This movie is about a not so ordinary family who goes on a wild, cross-country road trip and soon end up trying to survive the machine apocalypse. The Mitchells are a family who are all in one way or another neurodivergent. Katie Mitchell is a girl with a talent for film making and computer animation. Aaron Mitchell is a kid who, secretly apart from family, loves dinosaurs more than anything. Linda Mitchell is a mother who loves her family and for a time, strives to be like their neighbors, the Posey’s. Rick Mitchell, a nature-obsessed and technophobic father who would do anything to keep his daughter safe. Finally, there is Monchi, the family pet who can is either a dog, pig, or a loaf of bread.

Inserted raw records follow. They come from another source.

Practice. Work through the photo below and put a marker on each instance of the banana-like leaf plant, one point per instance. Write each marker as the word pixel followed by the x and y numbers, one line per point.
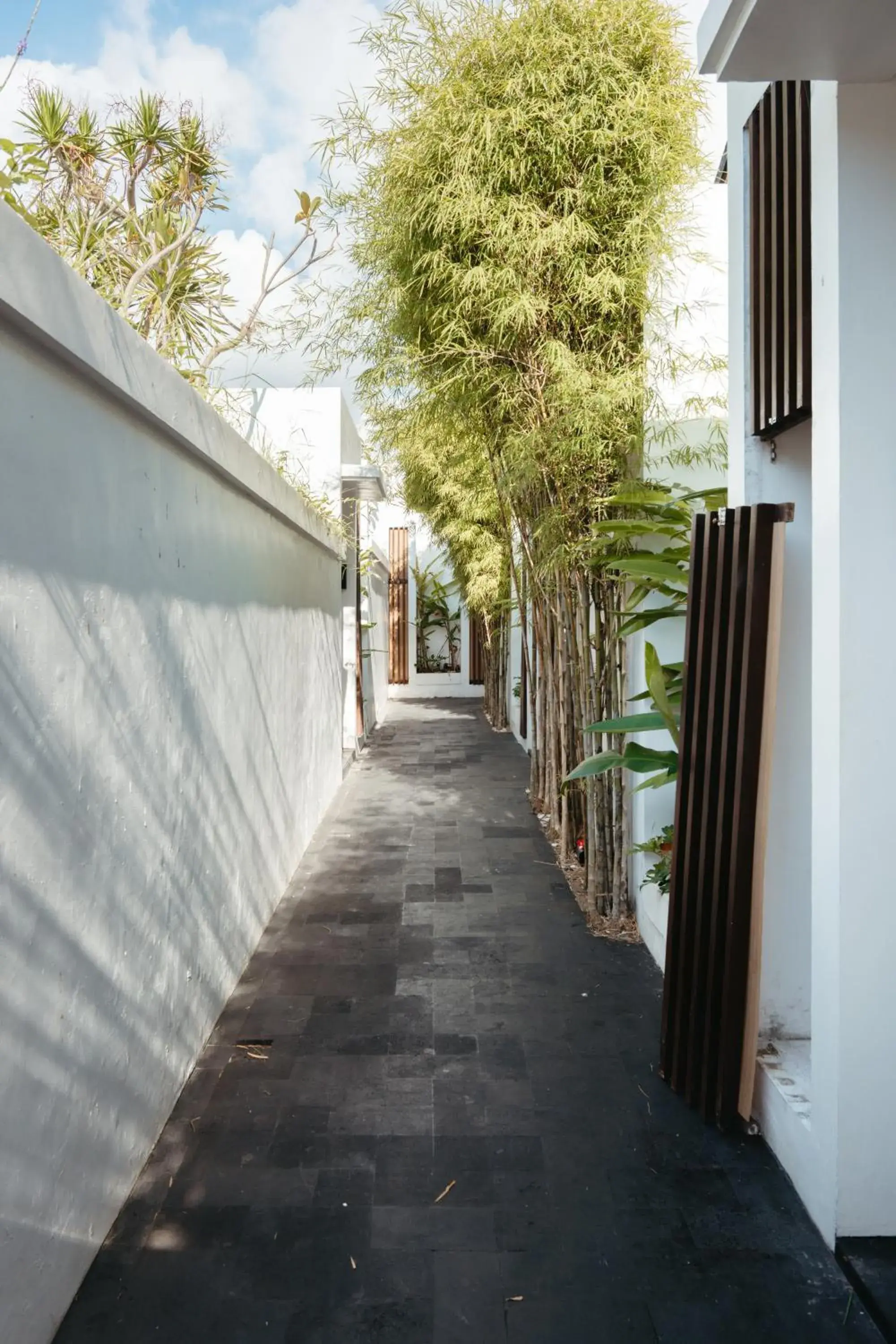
pixel 664 691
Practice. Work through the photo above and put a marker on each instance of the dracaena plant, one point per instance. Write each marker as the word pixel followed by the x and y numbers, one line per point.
pixel 127 201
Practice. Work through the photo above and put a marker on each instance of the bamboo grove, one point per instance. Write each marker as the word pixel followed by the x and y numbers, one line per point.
pixel 519 178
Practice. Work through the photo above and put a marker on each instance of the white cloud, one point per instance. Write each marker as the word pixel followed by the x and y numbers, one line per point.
pixel 300 61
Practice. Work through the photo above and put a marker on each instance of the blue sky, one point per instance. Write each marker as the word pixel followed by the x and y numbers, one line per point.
pixel 72 30
pixel 265 72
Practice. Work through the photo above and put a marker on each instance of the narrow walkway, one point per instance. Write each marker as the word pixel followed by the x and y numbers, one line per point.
pixel 450 1131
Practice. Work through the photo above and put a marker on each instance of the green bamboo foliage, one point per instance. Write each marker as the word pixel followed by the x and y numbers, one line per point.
pixel 519 183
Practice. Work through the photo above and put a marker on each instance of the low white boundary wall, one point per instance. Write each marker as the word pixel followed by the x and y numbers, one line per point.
pixel 171 734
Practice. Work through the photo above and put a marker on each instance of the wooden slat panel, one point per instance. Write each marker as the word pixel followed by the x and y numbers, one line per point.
pixel 398 605
pixel 689 965
pixel 716 701
pixel 738 533
pixel 675 978
pixel 723 785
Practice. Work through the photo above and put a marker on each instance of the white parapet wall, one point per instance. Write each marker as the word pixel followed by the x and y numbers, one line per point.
pixel 171 724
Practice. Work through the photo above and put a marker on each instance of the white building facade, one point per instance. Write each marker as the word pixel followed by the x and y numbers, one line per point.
pixel 827 1085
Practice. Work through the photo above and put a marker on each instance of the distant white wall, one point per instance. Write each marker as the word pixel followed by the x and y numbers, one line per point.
pixel 308 431
pixel 422 551
pixel 171 728
pixel 310 435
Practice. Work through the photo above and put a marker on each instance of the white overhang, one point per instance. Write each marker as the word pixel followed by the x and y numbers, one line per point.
pixel 363 483
pixel 849 41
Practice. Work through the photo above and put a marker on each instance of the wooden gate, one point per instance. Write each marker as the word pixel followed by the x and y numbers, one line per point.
pixel 398 607
pixel 711 991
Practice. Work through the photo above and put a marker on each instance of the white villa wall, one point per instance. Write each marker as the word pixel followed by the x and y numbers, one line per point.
pixel 375 638
pixel 855 646
pixel 170 714
pixel 829 921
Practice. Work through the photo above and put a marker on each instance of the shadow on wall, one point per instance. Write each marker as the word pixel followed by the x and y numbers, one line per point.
pixel 134 885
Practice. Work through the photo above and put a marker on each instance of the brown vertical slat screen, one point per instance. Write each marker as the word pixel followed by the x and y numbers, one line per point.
pixel 727 713
pixel 398 607
pixel 477 651
pixel 780 139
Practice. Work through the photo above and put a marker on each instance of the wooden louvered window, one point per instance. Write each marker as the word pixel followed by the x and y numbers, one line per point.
pixel 780 142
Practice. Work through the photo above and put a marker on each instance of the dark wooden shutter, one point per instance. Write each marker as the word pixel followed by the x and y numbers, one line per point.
pixel 477 651
pixel 710 1004
pixel 780 138
pixel 398 607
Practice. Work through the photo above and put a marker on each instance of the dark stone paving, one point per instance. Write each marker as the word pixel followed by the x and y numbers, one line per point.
pixel 437 1017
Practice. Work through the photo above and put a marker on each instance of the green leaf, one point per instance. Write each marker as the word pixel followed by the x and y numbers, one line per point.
pixel 656 781
pixel 640 758
pixel 595 765
pixel 630 724
pixel 656 679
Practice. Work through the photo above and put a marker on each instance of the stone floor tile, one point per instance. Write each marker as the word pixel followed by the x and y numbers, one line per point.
pixel 454 1132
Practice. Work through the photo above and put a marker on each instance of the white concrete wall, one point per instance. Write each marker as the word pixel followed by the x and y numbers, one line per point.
pixel 515 681
pixel 855 648
pixel 170 715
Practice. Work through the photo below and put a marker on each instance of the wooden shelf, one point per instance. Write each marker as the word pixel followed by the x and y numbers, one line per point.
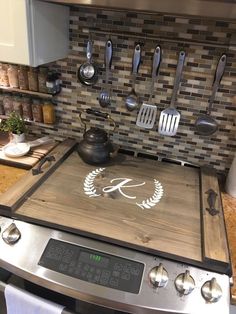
pixel 29 92
pixel 45 125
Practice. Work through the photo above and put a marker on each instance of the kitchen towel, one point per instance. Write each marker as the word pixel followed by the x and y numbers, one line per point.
pixel 19 301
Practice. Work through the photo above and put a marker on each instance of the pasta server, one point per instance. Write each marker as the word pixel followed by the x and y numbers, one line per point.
pixel 169 118
pixel 147 113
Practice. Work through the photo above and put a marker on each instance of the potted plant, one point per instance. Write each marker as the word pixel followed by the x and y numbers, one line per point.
pixel 16 127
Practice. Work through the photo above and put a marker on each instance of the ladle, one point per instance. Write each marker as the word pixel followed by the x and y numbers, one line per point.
pixel 105 96
pixel 132 100
pixel 205 124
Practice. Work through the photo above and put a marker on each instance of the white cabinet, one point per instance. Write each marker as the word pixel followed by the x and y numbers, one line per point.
pixel 33 32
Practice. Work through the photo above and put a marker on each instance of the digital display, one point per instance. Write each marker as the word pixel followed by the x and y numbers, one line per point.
pixel 92 266
pixel 93 259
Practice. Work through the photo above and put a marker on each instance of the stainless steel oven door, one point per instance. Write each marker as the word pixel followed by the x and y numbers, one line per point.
pixel 147 296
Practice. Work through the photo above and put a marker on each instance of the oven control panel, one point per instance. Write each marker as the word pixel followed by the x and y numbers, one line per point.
pixel 92 266
pixel 109 275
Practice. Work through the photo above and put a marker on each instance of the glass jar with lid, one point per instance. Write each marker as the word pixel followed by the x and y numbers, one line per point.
pixel 33 79
pixel 3 76
pixel 48 113
pixel 37 111
pixel 8 104
pixel 27 108
pixel 2 112
pixel 42 78
pixel 12 73
pixel 17 105
pixel 23 77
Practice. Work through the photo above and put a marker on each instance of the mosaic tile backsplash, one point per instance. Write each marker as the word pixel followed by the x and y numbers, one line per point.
pixel 203 40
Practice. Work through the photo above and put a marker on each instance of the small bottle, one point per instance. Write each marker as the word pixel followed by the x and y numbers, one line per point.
pixel 12 73
pixel 33 79
pixel 48 113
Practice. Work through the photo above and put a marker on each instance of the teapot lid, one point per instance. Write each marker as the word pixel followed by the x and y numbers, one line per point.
pixel 95 135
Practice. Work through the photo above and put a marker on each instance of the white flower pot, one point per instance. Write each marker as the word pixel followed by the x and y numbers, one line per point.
pixel 17 138
pixel 230 186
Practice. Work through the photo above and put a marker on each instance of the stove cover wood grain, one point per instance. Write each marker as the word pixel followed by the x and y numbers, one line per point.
pixel 172 226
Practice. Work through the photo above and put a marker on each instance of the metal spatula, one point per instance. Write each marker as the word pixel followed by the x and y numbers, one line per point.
pixel 147 113
pixel 169 118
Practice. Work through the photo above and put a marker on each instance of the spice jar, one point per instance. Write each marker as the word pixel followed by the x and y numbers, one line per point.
pixel 53 83
pixel 27 108
pixel 3 76
pixel 12 73
pixel 37 111
pixel 2 112
pixel 7 104
pixel 48 113
pixel 42 78
pixel 17 105
pixel 33 79
pixel 23 78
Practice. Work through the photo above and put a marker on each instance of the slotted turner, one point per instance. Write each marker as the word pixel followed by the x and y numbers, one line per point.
pixel 147 113
pixel 169 118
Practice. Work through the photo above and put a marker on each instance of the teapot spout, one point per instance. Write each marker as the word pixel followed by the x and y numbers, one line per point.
pixel 114 151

Because of her neurodivergent traits, Katie never really fit in anywhere when she was young and all she had for a long time was her family. This changed when Katie got herself accepted into a film college and it was a place with people a lot like her, perhaps an affinity group. This was a real dream come true for Katie, though Rick was not so sure. Rick can be considered a little more neurotypical than Katie, which makes it hard for him to understand her pursuits. Both Katie and Rick loved each other but were different from one another with different perspectives and only wished to be understood, trying to justify themselves yet neither of them was wrong nor right. The two originally had a strong bond but then they got into a place where they were like opposites, unable to see each other’s different points of view and admit that their own may be wrong. Rick cares a lot for Katie but was unable to show her love and communicate it the way she needed, which made her feel like he didn’t care. This is ironic because the way Rick could have done it is very simple; to just say it and not overcomplicate it, but he did not do this at first and neither did Katie. Overall, they close themselves off from the other’s perspective which almost ruined their relationship.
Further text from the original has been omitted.